Wakil Ketua II DPRD Barito Utara Hj. Henny Rosgiaty Rusli Setuju Rencana Pembangunan Jembatan Lahei, Tapi Posisinya?

KALIMANTAN TENGAH, BARITO UTARA, MUARA TEWEH - Hj. Henny Rosgiaty Rusli, SP, MM, menyetujui rencana pembangunan jembatan penyeberangan di Kecamatan Lahei tetapi masih menganalisa letak posisi pembangunnya pada Rapat Dengar Pendapat yang di gelar, Senin (18/5/2026).

Proyek Multi Years oleh Pemerintah Kabupaten Barito Utara tersebut bagi Magister jebolan Universitas Muhammadiyah Jogjakarta tersebut masih memerlukan kajian yang benar-benar matang dari segala segi.

Jembatan yang akan membentang di atas sungai Barito ini menurut Henny harus tepat dan memiliki nilai yang sangat strategis bagi masyarakat di kecamatannya.

"Proyek ini harus tetap jalan, proyek ini harus selesai, komitmen kita seperti itu. Saya berterima kasih, akan tetapi tolong letak dan posisinya harus benar-benar yang membuat semuanya (desa-desa) terakomodir," ujar Wakil Ketua II DPRD Kabupaten Barito Utara tersebut.

Henny menginginkan letak jembatan yang memudahkan bagi desa-desa di dalam Kecamatan Lahei, dalam hal akses sekolah, akses ekonomi dan memudahkan masyarakat dalam bekerja.

Sementara menanggapi usulan Hj. Henny, perwakilan dari Pemerintah Daerah dalam hal ini Dinas Pekerjaan Umum dan Perumahan Rakyat (PUPR) bagian Tata Ruang, Patria, ST, MS, menerangkan tentang kawasan yang ada kewajiban mengurus perizinan pinjam pakai.

"Sekarang kita tidak ada pelepasan kawasan dan kita diarahkan pinjam pakai kawasan, dan pengurusan itu juga cukup memakan waktu, tidak cukup setahun dua tahun," terangnya.

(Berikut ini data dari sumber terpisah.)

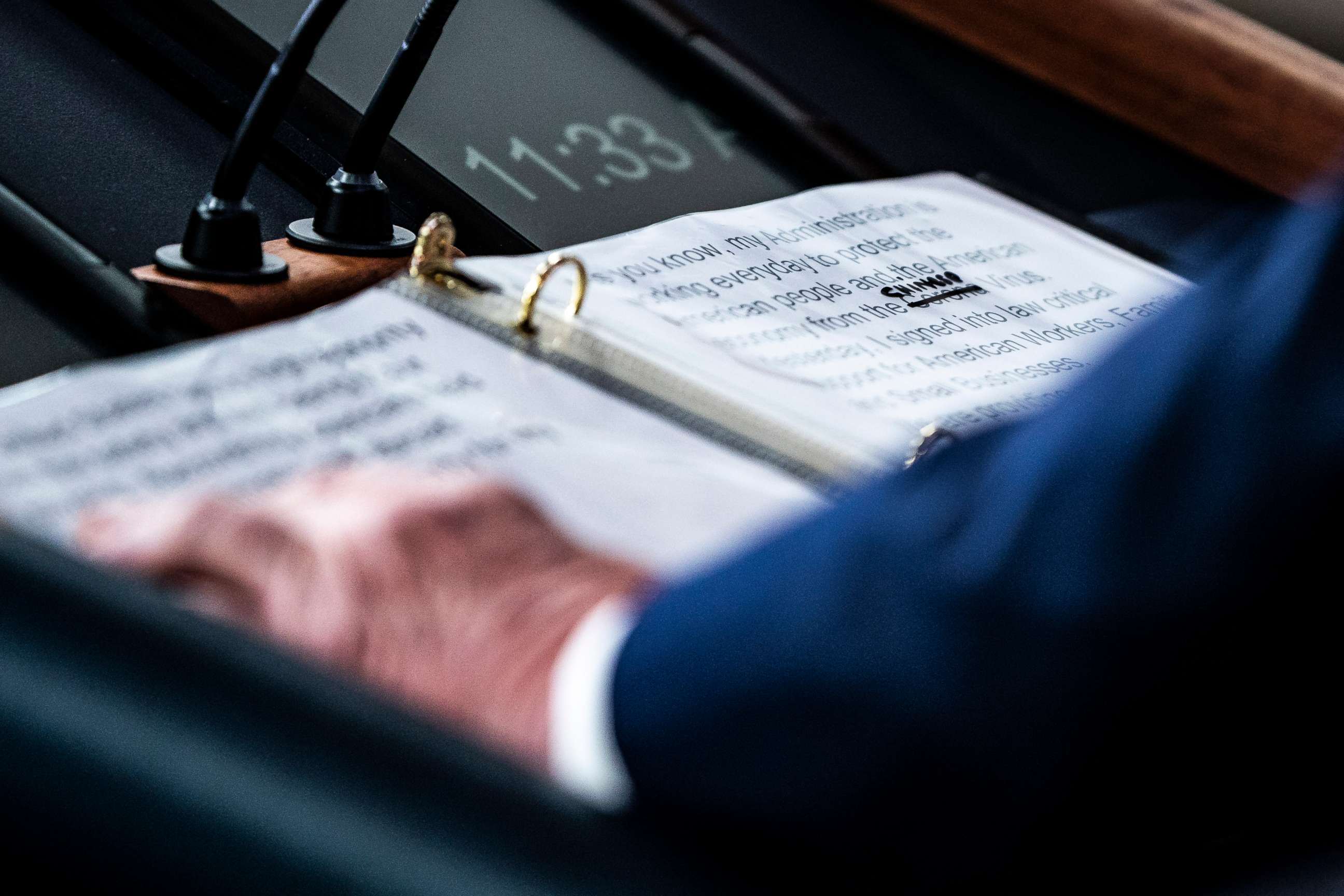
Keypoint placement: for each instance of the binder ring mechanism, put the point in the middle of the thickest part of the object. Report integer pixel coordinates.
(930, 438)
(435, 251)
(554, 262)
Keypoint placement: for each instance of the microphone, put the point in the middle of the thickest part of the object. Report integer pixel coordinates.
(223, 234)
(355, 213)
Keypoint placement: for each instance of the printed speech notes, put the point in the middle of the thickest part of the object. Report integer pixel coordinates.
(380, 379)
(901, 301)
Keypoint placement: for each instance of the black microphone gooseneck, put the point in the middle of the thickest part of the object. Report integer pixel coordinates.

Jawaban dari Dinas PUPR tersebut langsung di sanggah oleh Hj. Henny. Ia mencontohkannya dengan Bandara di Desa Trinsing yang juga berada di tengah hutan.

Pembahasan tentang jembatan di Kecamatan Lahei ini masih akan terus berlanjut pada agenda DPRD berikutnya.